Peraturan Menteri Nomor 17 Tahun 2015 tentang PEDOMAN PENILAIAN PRODUK BIOSIMILAR
Pasal 1
Dalam Peraturan ini, yang dimaksud dengan:
- Obat adalah obat jadi termasuk produk biologi yang merupakan bahan atau paduan bahan yang digunakan untuk mempengaruhi atau menyelidiki sistem fisiologi atau keadaan patologi dalam rangka penetapan diagnosis, pencegahan, penyembuhan, pemulihan dan peningkatan kesehatan, dan kontrasepsi untuk manusia.
- Produk Biologi adalah vaksin, imunosera, antigen, hormon, enzim, produk darah dan produk hasil fermentasi lainnya (termasuk antibodi monoklonal dan produk yang berasal dari teknologi rekombinan DNA) yang digunakan untuk mempengaruhi atau menyelidiki sistem fisiologi atau keadaan patologi dalam rangka penyembuhan, pemulihan dan peningkatan kesehatan.

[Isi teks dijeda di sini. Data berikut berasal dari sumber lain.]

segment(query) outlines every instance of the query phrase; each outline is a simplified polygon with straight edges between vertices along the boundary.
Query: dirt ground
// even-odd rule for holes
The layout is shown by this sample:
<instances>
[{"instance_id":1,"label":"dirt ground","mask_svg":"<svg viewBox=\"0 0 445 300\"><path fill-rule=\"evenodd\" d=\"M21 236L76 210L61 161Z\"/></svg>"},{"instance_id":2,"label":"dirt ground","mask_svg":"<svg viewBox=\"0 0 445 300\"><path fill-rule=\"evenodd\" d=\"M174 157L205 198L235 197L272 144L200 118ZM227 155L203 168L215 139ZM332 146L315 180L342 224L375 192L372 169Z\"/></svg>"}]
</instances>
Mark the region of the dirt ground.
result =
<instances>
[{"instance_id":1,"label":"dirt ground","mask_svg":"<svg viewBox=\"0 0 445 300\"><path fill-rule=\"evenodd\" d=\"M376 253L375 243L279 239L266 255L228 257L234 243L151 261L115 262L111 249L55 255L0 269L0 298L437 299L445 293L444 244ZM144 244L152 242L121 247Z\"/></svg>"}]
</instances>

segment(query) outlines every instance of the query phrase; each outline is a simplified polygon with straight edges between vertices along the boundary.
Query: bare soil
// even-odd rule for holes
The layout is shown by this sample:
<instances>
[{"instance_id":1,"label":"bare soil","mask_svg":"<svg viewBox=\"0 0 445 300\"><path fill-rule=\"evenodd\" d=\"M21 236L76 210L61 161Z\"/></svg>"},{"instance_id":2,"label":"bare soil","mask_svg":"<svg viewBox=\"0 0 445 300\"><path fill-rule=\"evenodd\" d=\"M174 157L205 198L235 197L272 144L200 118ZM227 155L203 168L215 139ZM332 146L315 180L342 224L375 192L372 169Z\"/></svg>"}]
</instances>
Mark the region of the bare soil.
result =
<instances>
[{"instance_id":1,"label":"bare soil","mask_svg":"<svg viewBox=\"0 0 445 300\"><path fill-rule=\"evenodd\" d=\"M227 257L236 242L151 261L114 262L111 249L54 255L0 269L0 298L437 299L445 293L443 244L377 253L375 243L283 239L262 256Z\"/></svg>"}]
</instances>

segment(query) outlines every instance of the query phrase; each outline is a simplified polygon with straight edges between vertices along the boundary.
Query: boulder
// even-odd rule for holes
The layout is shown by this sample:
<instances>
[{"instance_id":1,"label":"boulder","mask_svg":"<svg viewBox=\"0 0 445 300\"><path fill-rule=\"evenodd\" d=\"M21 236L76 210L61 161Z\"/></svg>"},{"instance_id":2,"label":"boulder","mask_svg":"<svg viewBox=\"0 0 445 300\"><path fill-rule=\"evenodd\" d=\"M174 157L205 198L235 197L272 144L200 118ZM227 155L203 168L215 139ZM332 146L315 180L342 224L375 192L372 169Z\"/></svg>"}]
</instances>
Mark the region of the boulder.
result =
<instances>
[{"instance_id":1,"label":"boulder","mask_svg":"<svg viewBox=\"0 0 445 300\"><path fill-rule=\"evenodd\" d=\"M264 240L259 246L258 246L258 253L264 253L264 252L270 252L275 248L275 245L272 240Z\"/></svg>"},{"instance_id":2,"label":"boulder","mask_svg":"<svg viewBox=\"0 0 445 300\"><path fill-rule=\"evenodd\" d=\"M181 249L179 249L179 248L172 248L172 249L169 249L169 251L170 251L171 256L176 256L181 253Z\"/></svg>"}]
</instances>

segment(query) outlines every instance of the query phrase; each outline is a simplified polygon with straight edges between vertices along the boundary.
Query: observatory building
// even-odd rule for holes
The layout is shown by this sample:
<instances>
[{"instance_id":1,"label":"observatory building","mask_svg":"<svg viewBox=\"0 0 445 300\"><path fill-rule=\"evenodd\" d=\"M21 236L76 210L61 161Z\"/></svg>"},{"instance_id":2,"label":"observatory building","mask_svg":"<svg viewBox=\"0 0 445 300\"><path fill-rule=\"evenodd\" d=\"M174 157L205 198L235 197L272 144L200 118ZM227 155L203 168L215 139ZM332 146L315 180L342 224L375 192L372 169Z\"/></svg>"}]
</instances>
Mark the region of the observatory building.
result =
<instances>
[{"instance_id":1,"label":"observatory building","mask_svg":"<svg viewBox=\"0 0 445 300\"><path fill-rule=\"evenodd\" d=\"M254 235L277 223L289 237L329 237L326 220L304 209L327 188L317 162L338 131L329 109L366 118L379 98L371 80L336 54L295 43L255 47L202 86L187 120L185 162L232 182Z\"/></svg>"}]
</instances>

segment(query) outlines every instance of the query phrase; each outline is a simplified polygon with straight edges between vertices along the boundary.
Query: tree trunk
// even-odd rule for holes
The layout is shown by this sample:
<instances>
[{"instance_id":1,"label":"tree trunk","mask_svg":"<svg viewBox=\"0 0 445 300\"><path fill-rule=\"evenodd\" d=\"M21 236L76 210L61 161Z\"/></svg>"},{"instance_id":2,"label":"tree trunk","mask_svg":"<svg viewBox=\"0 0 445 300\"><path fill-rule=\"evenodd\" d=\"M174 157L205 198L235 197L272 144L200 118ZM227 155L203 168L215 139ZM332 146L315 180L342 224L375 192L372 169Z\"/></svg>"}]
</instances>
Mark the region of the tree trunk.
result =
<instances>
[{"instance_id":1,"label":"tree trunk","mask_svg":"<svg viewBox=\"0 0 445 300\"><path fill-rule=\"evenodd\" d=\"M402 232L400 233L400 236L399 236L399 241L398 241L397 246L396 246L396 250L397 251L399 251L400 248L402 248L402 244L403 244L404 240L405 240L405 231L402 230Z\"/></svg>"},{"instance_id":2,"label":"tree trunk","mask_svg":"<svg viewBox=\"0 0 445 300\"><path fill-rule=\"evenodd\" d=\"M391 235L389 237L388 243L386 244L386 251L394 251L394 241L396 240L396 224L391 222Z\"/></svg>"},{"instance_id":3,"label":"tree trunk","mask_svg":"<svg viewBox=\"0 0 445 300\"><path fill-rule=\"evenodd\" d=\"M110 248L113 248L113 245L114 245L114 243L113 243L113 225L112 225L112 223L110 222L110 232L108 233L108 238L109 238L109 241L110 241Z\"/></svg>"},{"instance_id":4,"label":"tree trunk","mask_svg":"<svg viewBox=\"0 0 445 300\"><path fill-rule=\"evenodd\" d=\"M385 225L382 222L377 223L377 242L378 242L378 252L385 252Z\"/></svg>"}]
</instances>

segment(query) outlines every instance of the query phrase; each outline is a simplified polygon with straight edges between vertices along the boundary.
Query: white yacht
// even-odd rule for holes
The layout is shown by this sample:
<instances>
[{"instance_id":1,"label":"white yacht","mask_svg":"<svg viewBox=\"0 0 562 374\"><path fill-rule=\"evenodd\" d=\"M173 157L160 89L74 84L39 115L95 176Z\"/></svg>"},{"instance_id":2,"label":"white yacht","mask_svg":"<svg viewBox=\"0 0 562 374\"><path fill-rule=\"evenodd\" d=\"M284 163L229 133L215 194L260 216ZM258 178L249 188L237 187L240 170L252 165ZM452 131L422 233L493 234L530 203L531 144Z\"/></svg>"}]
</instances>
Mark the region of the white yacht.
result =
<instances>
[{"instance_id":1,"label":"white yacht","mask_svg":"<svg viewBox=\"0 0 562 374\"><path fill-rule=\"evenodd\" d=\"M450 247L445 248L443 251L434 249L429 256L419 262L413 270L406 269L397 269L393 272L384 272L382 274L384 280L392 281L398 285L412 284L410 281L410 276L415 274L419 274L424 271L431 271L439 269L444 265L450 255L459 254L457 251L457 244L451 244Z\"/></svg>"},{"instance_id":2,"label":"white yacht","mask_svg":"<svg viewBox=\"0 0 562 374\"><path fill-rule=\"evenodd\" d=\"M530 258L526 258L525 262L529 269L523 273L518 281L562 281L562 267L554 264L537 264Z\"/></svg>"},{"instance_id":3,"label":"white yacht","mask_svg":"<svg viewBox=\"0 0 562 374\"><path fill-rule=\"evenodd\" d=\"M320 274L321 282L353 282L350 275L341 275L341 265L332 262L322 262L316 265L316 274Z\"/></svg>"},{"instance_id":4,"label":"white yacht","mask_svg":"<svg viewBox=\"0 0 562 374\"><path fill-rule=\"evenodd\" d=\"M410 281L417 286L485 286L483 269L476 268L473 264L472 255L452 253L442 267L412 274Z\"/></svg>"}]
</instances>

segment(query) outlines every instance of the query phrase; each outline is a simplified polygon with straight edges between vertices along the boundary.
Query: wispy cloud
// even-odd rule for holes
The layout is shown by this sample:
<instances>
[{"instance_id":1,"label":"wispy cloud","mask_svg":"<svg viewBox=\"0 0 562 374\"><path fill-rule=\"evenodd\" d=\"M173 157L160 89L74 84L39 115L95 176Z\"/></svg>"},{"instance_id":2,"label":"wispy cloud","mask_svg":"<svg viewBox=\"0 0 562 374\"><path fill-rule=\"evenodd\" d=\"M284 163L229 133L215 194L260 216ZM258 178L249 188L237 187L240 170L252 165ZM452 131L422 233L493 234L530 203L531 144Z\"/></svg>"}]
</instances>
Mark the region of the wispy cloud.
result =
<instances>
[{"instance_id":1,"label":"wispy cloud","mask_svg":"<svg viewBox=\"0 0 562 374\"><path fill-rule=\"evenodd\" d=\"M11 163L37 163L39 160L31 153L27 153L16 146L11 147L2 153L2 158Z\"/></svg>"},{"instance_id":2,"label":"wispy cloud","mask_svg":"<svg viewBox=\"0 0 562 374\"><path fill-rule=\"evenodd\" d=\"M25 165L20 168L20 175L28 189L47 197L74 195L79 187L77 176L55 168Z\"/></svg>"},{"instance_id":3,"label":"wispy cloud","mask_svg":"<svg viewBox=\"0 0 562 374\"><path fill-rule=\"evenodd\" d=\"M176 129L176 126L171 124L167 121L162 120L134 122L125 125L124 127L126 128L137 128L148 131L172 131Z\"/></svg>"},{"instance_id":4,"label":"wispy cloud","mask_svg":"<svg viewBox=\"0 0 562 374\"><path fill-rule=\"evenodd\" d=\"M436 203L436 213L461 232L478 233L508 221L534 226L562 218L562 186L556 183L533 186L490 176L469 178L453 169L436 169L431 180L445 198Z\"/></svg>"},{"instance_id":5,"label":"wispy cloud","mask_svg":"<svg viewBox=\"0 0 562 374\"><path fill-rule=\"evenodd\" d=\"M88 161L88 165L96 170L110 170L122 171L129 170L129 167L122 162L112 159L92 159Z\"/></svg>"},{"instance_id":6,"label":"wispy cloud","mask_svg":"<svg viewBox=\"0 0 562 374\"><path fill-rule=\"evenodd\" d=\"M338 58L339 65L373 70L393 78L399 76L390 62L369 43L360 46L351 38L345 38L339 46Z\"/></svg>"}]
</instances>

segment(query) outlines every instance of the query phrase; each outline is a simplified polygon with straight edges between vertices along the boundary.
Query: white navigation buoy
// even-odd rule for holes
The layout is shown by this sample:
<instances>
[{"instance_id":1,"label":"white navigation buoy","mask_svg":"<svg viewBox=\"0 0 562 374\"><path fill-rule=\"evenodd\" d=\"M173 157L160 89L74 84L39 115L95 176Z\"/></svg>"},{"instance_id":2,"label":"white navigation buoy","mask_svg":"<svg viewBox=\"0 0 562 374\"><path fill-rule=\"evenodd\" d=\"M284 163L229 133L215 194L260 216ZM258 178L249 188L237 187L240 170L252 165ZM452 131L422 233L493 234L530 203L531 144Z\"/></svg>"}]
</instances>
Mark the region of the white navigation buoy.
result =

- Produk Biosimilar atau Similar Biotherapeutic Product (SBP) atau Produk Biologi Sejenis (PBS), yang untuk selanjutnya disebut Produk Biosimilar, adalah produk biologi dengan profil khasiat, keamanan, dan mutu yang similar/serupa dengan produk biologi yang telah disetujui.
Pasal 2
Mengesahkan dan memberlakukan Pedoman Penilaian Produk Biosimilar sebagaimana tercantum dalam Lampiran yang merupakan bagian tidak terpisahkan dari Peraturan ini.
Pasal 3
Pedoman Penilaian Produk Biosimilar sebagaimana dimaksud dalam Pasal 2 digunakan sebagai panduan dalam melakukan penilaian Produk Biosimilar.
Pasal 4
Pedoman Penilaian Produk Biosimilar sebagaimana dimaksud dalam Pasal 2, tidak berlaku untuk penilaian produk sebagai berikut: a. vaksin; b. produk yang berasal dari darah/plasma; c. produk darah rekombinan; d. produk terapi gen; dan e. sel punca.
Pasal 5
Khusus untuk penilaian proses Produk Biosimilar pengembangan baru, selain dilakukan penilaian berdasarkan Peraturan Kepala Badan Pengawas Obat dan Makanan Nomor 9 Tahun 2015 tentang Tata Laksana dan Penilaian Proses Obat Pengembangan Baru, juga dilakukan penilaian berdasarkan Peraturan ini.
Pasal 6
Pada saat Peraturan ini mulai berlaku, permohonan registrasi Produk Biosimilar yang telah diajukan sebelum berlakunya Peraturan ini dan belum diterbitkan izin edarnya,
tetap dilakukan penilaian berdasarkan ketentuan sebelumnya.
Pasal 7
Peraturan ini mulai berlaku pada tanggal diundangkan.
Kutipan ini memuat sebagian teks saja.